The federal prison system has struggled in recent months to contain the explosive number of coronavirus cases behind bars. There are currently four confirmed cases of coronavirus among inmates at Terre Haute Prison, according to federal statistics, and one inmate there has died.
“The federal government has put this family in an unsustainable position to choose between their right to witness the execution of Danny Lee and their own health and safety,” the family’s attorney, Baker Kurrus, said Sunday.
Barr said he believes the Bureau of Prisons could “carry out these executions without being at risk.” The agency has implemented a number of additional measures, including temperature controls and requiring witnesses to wear masks.
On Sunday, the Justice Department revealed that a staff member involved in preparing for the execution had tested positive for the coronavirus, but said he had not been in the execution chamber and had not contacted anyone on the specialized team. sent to prison to handle the execution.
The victim’s family hopes that there will never be an execution. They have asked the Justice Department and President Trump not to go ahead with the execution, and have long called for Lee to be sentenced to life in prison.
The three men scheduled to be executed this week had been scheduled to be executed when Barr announced that the federal government would resume executions last year, ending an informal moratorium on federal capital punishment as the matter was removed from the public domain. . A fourth man is slated to be executed in August.
The Justice Department had scheduled five executions scheduled to start in December, but some of the inmates contested the new procedures in court, arguing that the government was circumventing the proper methods of executing prisoners quickly.

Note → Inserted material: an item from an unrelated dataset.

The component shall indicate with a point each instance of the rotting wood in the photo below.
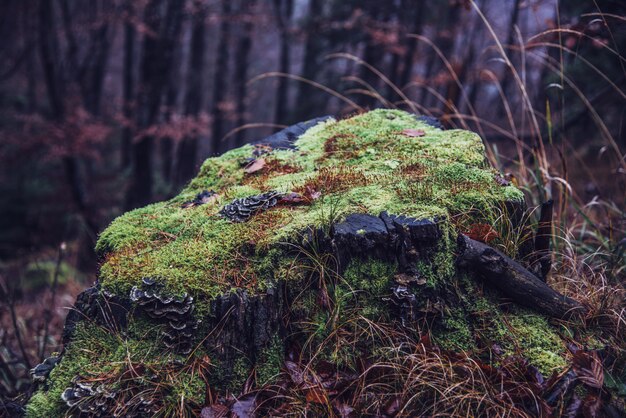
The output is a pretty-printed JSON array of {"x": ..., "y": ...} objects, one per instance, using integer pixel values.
[{"x": 512, "y": 279}]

Executions at the federal level have been rare, and the government has executed only three accused since he reinstated the federal death penalty in 1988, most recently in 2003, when Louis Jones was executed for the kidnapping, rape, and murder of a young woman in 1995. soldier.
Although there has been no federal execution since 2003, the Justice Department has continued to approve death penalty prosecutions, and federal courts have sentenced the accused to death.
In 2014, after a failed state execution in Oklahoma, President Obama ordered the Justice Department to conduct a comprehensive review of the death penalty and lethal injection drug-related problems.
Barr said last July that the Obama era review had been completed, clearing the way for executions to resume. It approved a new procedure for lethal injections that replaces the three-drug combination previously used in federal executions with one drug, pentobarbital. This is similar to the procedure used in several states, including Georgia, Missouri, and Texas, but not all.